As I noted here Saturday, the existence of retrospectively obvious injustice does not mean it is discernible to people at the time, even to those who participated in it. That's how you get white people in the deep south in the 1960s expressing genuine puzzlement about why blacks would be protesting. After all, they said, blacks had it better than whites did. Many people were that blind to what was actually occurring. It was in their interest to be blind.
It is important for us to face the fact that it is in our interest as well, yours and mine, to be blind. One of the great stumbling blocks for readers is the sense that, if ongoing inequality and discrimination were as bad as what this blog describes, you would know about it. If reality was as I describe and as the statistics show, you would be hearing about it from more sources and would be seeing it with your own eyes.

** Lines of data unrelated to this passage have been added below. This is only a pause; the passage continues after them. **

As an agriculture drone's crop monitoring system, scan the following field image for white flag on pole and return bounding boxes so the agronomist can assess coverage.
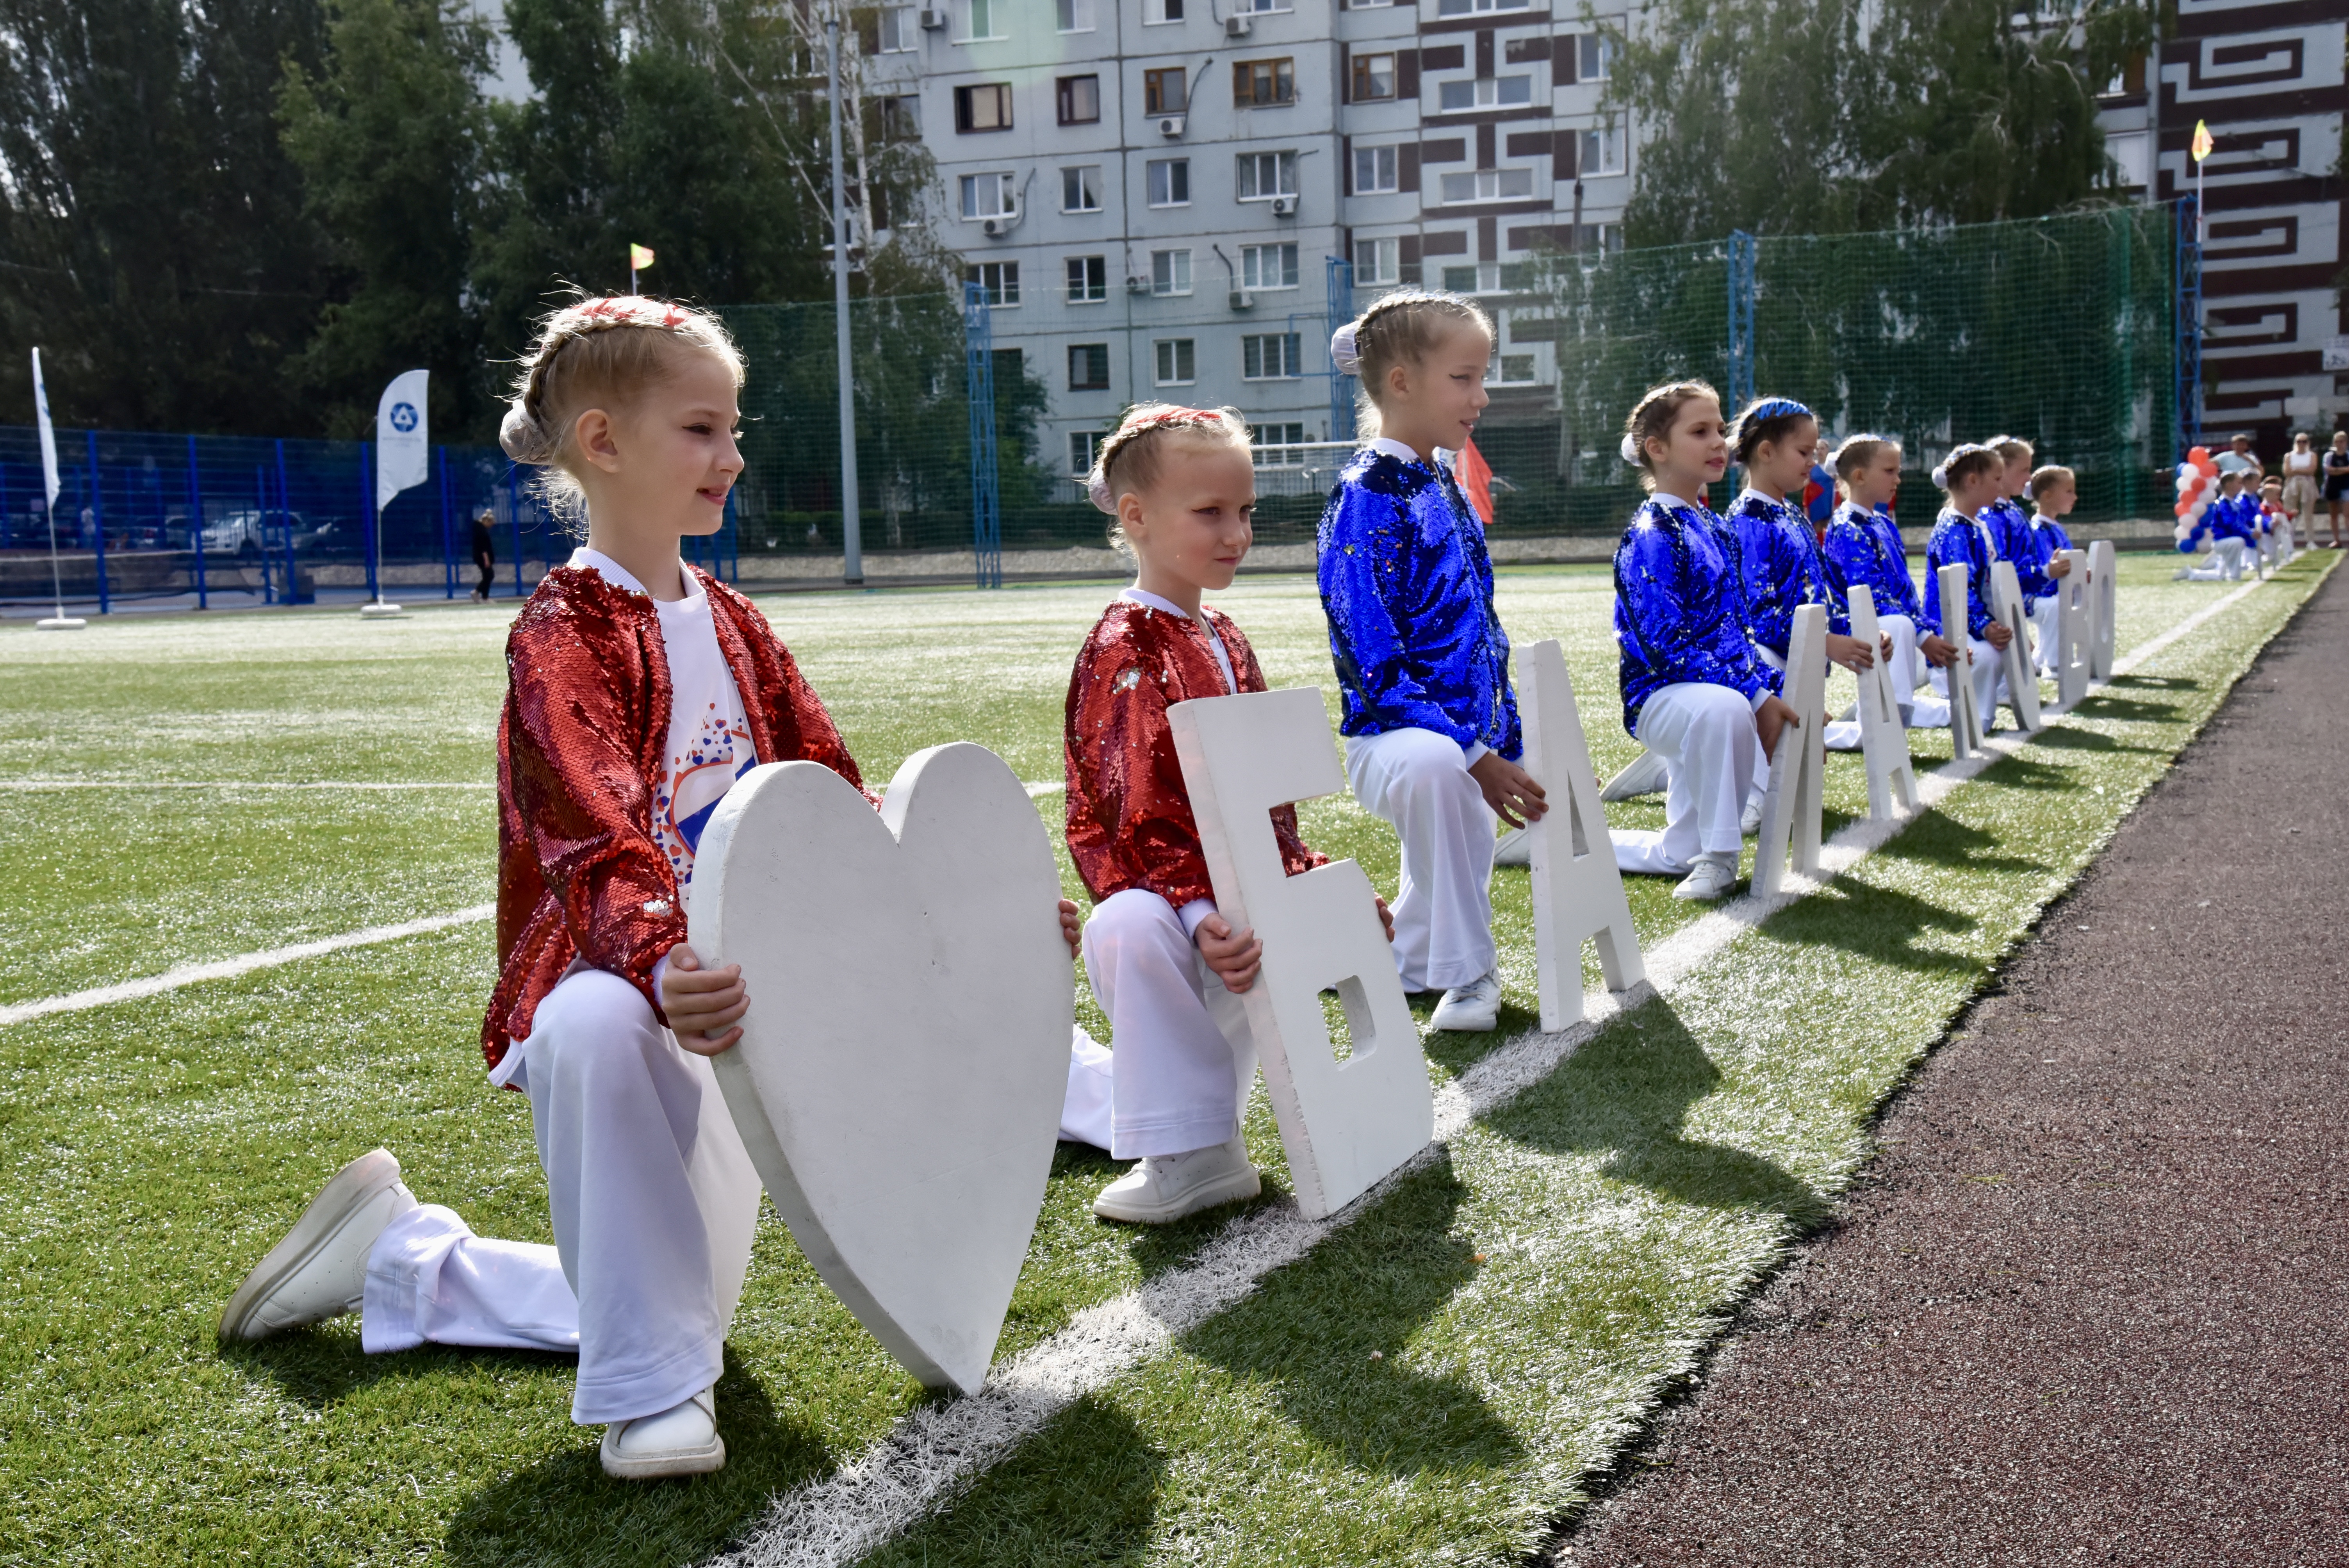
[32,347,61,511]
[375,369,430,513]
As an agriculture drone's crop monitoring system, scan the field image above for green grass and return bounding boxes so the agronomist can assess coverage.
[0,554,2322,1566]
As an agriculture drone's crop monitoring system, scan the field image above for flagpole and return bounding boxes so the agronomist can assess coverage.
[827,6,863,586]
[31,348,84,631]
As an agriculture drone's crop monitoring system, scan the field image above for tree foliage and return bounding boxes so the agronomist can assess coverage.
[1606,0,2156,246]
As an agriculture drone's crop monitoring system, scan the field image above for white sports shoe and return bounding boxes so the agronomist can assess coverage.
[219,1148,417,1341]
[601,1387,725,1480]
[1741,795,1764,836]
[1600,748,1671,802]
[1672,858,1738,902]
[1093,1138,1262,1224]
[1492,825,1531,867]
[1430,968,1503,1032]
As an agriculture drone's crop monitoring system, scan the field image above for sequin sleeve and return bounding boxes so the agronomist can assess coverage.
[1316,479,1481,747]
[1613,501,1781,734]
[1919,513,1996,639]
[1063,617,1217,908]
[1733,493,1851,653]
[1823,505,1923,624]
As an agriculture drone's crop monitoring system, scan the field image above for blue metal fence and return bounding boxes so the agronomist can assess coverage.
[0,426,740,610]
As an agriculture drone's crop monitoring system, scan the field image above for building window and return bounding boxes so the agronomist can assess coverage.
[1055,0,1095,32]
[1251,422,1308,462]
[1440,168,1535,204]
[1151,248,1192,294]
[1436,0,1528,12]
[1065,255,1107,303]
[1351,53,1395,102]
[879,95,921,139]
[1060,166,1102,212]
[1352,144,1398,194]
[1353,236,1399,285]
[1235,151,1296,200]
[1069,429,1103,475]
[1240,243,1299,290]
[1488,353,1538,385]
[1438,75,1533,112]
[1146,158,1190,207]
[1236,0,1290,11]
[1057,75,1100,125]
[958,171,1018,219]
[962,0,1005,40]
[954,83,1013,132]
[963,261,1021,305]
[1574,33,1614,82]
[1580,123,1626,175]
[878,5,918,52]
[1145,67,1187,115]
[1068,343,1111,391]
[1143,0,1183,20]
[1232,59,1296,108]
[1440,262,1530,294]
[1242,333,1303,380]
[1154,339,1196,385]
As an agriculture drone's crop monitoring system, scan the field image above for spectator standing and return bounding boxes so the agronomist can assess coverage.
[469,508,497,601]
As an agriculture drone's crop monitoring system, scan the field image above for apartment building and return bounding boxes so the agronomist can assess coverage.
[2099,0,2347,445]
[873,0,1634,485]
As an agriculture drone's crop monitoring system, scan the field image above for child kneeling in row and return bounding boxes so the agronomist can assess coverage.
[1918,443,2018,730]
[1318,291,1544,1032]
[2176,469,2256,581]
[1611,380,1802,902]
[2025,464,2079,671]
[1822,434,1955,727]
[1062,404,1393,1223]
[219,297,1082,1479]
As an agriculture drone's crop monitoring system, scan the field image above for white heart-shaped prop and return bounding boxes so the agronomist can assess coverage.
[690,743,1073,1396]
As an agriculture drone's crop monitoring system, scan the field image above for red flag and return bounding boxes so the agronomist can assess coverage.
[1456,437,1495,527]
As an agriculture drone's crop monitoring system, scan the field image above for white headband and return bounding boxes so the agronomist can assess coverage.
[1930,462,1950,488]
[1619,432,1642,465]
[1330,323,1361,376]
[1088,475,1117,514]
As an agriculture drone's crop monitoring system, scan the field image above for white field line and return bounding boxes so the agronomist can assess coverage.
[0,906,496,1028]
[707,568,2300,1568]
[1025,781,1065,797]
[0,779,492,791]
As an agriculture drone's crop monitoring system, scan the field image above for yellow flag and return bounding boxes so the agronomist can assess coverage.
[629,243,656,271]
[2190,121,2214,163]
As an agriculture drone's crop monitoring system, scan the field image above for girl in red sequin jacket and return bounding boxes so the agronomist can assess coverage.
[1060,405,1390,1228]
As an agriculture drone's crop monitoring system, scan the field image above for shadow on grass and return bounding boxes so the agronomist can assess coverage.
[440,1346,835,1568]
[1486,1003,1826,1228]
[1872,809,2049,876]
[1762,876,1982,978]
[2020,724,2167,756]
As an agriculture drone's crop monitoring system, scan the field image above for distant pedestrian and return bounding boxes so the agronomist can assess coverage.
[2214,431,2262,483]
[2323,432,2349,549]
[2279,431,2318,528]
[469,508,496,601]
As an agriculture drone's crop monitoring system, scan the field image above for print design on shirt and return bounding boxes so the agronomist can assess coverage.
[654,701,756,886]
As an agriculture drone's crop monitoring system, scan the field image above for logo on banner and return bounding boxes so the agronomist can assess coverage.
[390,402,419,433]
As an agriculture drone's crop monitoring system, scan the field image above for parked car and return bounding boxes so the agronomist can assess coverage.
[290,517,360,560]
[199,509,304,559]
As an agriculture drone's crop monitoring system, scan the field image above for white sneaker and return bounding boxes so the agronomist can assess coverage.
[1673,858,1738,902]
[219,1148,417,1341]
[1430,968,1503,1032]
[601,1388,725,1479]
[1093,1138,1262,1224]
[1492,825,1531,868]
[1600,748,1671,802]
[1741,796,1764,836]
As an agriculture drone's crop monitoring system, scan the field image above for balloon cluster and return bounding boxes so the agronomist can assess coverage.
[2173,446,2219,547]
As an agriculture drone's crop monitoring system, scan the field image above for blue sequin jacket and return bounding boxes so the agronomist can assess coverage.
[1987,497,2052,603]
[1822,502,1923,622]
[1614,495,1782,736]
[2031,513,2074,563]
[1727,488,1851,654]
[1918,508,1997,640]
[1316,447,1522,760]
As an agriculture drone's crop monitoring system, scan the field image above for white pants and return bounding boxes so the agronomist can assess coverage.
[1346,727,1497,992]
[1930,636,2008,727]
[1076,888,1255,1159]
[2029,595,2060,674]
[1612,683,1758,876]
[2180,538,2247,581]
[1755,640,1863,752]
[360,966,762,1425]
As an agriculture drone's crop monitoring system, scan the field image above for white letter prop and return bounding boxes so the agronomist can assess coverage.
[689,743,1073,1397]
[1168,687,1434,1222]
[1844,586,1918,820]
[1517,638,1644,1031]
[1988,560,2043,733]
[1753,603,1827,899]
[1938,563,1985,759]
[2087,540,2117,682]
[2050,548,2091,713]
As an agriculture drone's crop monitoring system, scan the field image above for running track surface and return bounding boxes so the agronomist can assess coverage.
[1559,567,2349,1566]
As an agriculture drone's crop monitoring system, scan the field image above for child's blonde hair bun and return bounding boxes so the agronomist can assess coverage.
[1334,289,1495,437]
[1085,404,1251,544]
[501,294,746,466]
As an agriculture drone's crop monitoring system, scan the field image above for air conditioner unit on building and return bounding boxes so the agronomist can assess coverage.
[981,209,1019,237]
[1126,274,1150,294]
[1157,114,1186,138]
[1229,289,1254,310]
[1224,13,1252,37]
[918,8,946,28]
[1269,194,1298,217]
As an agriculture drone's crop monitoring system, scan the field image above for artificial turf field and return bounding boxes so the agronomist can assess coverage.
[0,550,2328,1567]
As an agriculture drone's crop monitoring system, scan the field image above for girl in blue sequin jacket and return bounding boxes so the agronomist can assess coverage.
[1919,444,2019,729]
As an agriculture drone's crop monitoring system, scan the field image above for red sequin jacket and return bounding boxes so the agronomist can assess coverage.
[482,564,865,1072]
[1064,598,1325,908]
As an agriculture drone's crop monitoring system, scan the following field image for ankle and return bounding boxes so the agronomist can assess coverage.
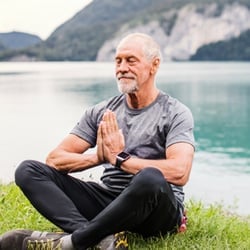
[61,234,74,250]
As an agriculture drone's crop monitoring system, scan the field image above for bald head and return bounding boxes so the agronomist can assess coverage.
[117,33,162,62]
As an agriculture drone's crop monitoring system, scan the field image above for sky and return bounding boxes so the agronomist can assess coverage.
[0,0,92,40]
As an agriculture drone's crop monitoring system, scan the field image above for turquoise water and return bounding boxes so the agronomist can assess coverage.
[0,62,249,215]
[156,63,250,173]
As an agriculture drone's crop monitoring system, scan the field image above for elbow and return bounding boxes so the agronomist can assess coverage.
[45,150,56,167]
[177,173,190,186]
[175,164,192,186]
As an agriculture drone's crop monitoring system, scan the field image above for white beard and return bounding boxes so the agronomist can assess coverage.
[117,79,139,94]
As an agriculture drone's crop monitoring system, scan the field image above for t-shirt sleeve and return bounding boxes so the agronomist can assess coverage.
[70,106,99,147]
[69,96,124,147]
[166,104,195,149]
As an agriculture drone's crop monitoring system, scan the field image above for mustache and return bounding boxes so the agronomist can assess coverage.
[117,73,135,80]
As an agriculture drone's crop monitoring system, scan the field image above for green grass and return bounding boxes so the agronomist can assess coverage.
[1,183,250,249]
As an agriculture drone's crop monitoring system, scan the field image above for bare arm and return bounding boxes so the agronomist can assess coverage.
[46,134,101,173]
[121,142,194,186]
[100,110,194,186]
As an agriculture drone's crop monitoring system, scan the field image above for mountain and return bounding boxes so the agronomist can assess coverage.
[38,0,162,61]
[191,29,250,61]
[0,32,42,50]
[0,41,6,51]
[0,0,250,61]
[96,1,250,61]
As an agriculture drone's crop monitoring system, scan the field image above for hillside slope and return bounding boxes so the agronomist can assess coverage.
[0,32,42,50]
[96,2,250,61]
[0,0,249,61]
[191,29,250,60]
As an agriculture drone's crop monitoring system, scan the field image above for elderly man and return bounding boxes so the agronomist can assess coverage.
[0,33,195,250]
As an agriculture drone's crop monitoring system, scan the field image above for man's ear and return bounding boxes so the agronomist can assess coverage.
[150,58,160,75]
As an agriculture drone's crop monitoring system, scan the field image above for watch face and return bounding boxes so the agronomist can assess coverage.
[118,152,130,159]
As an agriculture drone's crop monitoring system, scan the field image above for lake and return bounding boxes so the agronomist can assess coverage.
[0,61,249,215]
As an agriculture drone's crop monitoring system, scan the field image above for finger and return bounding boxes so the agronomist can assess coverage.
[119,129,125,146]
[107,110,119,132]
[101,111,110,134]
[102,109,118,133]
[100,120,108,138]
[97,123,102,142]
[102,110,109,122]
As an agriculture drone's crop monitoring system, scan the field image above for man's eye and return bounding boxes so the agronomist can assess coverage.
[128,59,136,63]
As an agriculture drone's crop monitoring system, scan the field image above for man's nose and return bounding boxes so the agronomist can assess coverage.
[117,61,129,72]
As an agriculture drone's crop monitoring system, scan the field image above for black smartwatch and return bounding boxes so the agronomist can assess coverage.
[115,151,131,169]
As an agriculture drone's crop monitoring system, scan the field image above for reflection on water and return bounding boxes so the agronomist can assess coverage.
[62,79,120,106]
[157,67,250,174]
[0,62,250,215]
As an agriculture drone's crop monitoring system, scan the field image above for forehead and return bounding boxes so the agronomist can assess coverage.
[115,39,145,58]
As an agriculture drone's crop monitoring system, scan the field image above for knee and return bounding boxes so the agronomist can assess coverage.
[15,160,38,187]
[132,167,166,194]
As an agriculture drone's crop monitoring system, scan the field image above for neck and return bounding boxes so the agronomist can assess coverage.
[126,87,160,109]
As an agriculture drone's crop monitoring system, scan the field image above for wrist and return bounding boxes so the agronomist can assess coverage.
[94,153,105,165]
[115,151,131,169]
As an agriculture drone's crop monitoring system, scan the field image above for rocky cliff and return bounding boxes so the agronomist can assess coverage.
[97,3,250,61]
[0,0,249,61]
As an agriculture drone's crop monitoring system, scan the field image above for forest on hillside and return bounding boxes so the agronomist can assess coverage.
[0,0,249,61]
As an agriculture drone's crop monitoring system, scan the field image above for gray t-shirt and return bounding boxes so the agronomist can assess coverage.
[71,91,195,205]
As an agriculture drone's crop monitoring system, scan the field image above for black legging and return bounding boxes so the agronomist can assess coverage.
[15,160,182,250]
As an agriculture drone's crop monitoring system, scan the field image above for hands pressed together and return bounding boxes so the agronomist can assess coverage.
[97,109,125,166]
[46,108,193,186]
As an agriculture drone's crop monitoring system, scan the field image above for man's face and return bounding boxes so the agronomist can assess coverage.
[115,40,152,94]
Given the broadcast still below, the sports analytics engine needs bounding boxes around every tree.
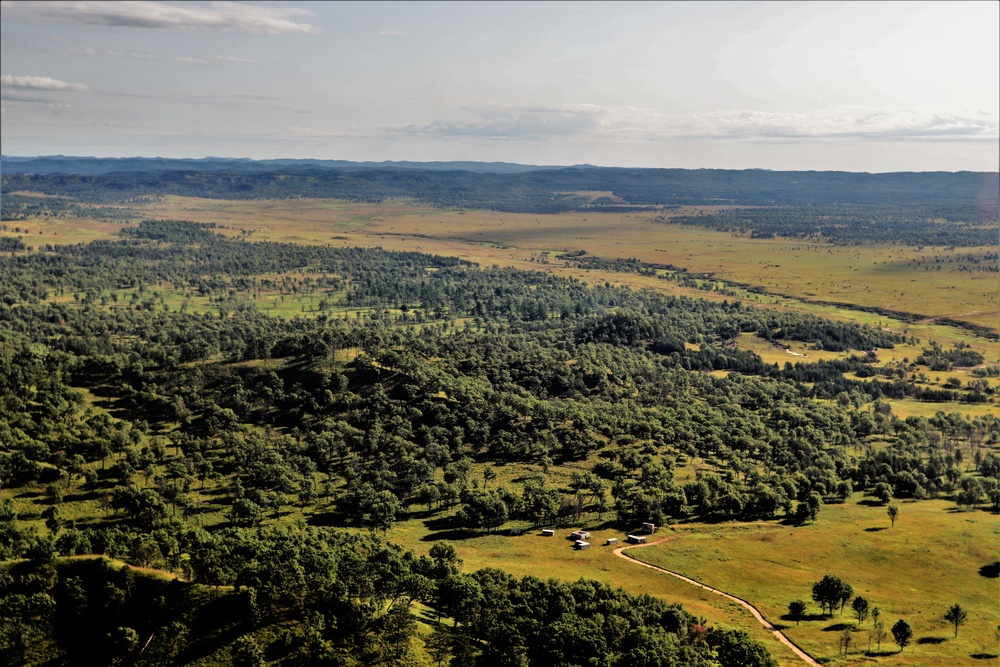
[795,492,821,524]
[107,626,139,658]
[840,625,853,655]
[852,596,870,627]
[368,490,401,533]
[886,504,899,527]
[891,619,912,652]
[870,620,886,652]
[788,600,808,626]
[232,635,266,667]
[424,624,453,667]
[812,575,851,617]
[944,604,968,638]
[428,542,462,579]
[837,582,855,616]
[706,627,778,667]
[873,482,893,504]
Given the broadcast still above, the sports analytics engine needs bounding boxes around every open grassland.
[631,497,1000,666]
[130,196,999,332]
[11,196,998,339]
[12,197,999,416]
[135,197,1000,328]
[385,510,807,667]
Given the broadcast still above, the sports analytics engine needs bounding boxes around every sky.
[1,0,998,172]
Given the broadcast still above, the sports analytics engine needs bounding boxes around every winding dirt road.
[613,540,821,667]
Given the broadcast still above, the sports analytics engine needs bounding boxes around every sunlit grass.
[633,496,1000,666]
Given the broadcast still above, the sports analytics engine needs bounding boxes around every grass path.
[613,539,822,667]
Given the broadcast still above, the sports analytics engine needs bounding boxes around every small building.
[626,534,647,544]
[541,529,555,537]
[605,538,618,546]
[642,522,657,534]
[570,530,591,541]
[509,527,522,536]
[574,540,590,550]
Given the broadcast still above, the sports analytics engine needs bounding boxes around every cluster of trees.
[1,225,997,539]
[656,204,998,246]
[1,218,997,665]
[0,517,777,667]
[787,575,971,656]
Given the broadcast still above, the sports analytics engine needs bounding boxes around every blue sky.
[2,1,997,171]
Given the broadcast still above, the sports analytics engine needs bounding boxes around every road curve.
[612,540,822,667]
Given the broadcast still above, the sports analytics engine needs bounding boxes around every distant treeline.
[4,166,997,214]
[656,204,998,246]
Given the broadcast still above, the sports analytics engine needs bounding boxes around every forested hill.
[0,155,575,175]
[3,159,997,212]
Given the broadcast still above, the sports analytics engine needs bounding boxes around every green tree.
[108,626,139,659]
[788,600,807,625]
[873,482,893,504]
[871,620,886,652]
[891,619,913,652]
[424,624,452,667]
[811,575,852,617]
[944,603,968,638]
[707,627,778,667]
[795,492,821,524]
[887,504,899,527]
[837,581,855,616]
[231,634,265,667]
[840,625,853,655]
[852,596,870,627]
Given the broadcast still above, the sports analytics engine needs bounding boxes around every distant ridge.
[3,156,997,217]
[0,155,588,175]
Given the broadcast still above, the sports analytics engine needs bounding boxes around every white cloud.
[74,47,256,64]
[174,54,257,65]
[1,1,319,35]
[402,103,999,145]
[686,108,1000,143]
[402,104,605,139]
[0,74,87,91]
[378,30,415,37]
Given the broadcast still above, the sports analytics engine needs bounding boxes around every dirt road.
[612,540,822,667]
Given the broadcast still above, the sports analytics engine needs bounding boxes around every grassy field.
[5,196,998,667]
[10,195,998,341]
[127,196,998,333]
[629,497,1000,666]
[385,510,808,666]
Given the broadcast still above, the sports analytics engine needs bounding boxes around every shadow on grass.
[865,650,897,657]
[423,516,457,532]
[856,499,885,507]
[823,623,853,632]
[307,511,346,527]
[864,527,887,532]
[979,561,1000,578]
[779,613,828,624]
[917,637,947,645]
[421,529,482,542]
[971,653,999,660]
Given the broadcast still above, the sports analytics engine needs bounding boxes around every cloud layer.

But why must that be so? I raise the opinions of white southerners in the 1960s not to claim a false symmetry between then and now, but only to show that it is possible to believe people are getting a fair shake even in a society whose entire structure is designed to ensure that is precisely what does not happen. It is all the more understandable that we believe it now, after so many improvements have been made.
Polling shows that the majority of whites believe that the remaining work to be done primarily involves minorities fixing their cultures and getting to work. Whites who cling to this view do not have much in the way of statistics or social science research to back them up. They just have, like southern whites in the 1960s, a strong sense that it ought to be so.
Think of it this way. Let's say you are, like most of my readers, white and middle class, and were probably born into a family that fit the same profile. What do you possibly have to gain by admitting that you're privileged? From a typical American perspective you really don't have anything to gain, and may have much to lose. That is one the reasons the realities of an unequal and unjust society often make so little impression on us. If we let reality intrude, we find that responsibility is not far behind.
For Christians this is all the more true. From the proverbs of the Old Testament to the letters of Paul, the Bible consistently calls us to recognize our privilege and treat all we have as a gift to be poured out for others who have been less fortunate. This is the ethic we are called to live by across spiritual, social, and material dimensions. The common sense American attitude that we have worked for what we have and are entitled to it is considered sinful in Christian thought. Yet we frequently function as Americans first and Christians second.
I know enough of the culture of evangelicalism to understand that the preceding paragraph might be confusing to some readers, because many pastors do not preach in ways that challenge their parishioners' most deeply held Americanized beliefs. We're not accustomed to thinking in this way. But I challenge you to read the Bible for yourself. You'll find that the ideas above are basic Christian theology.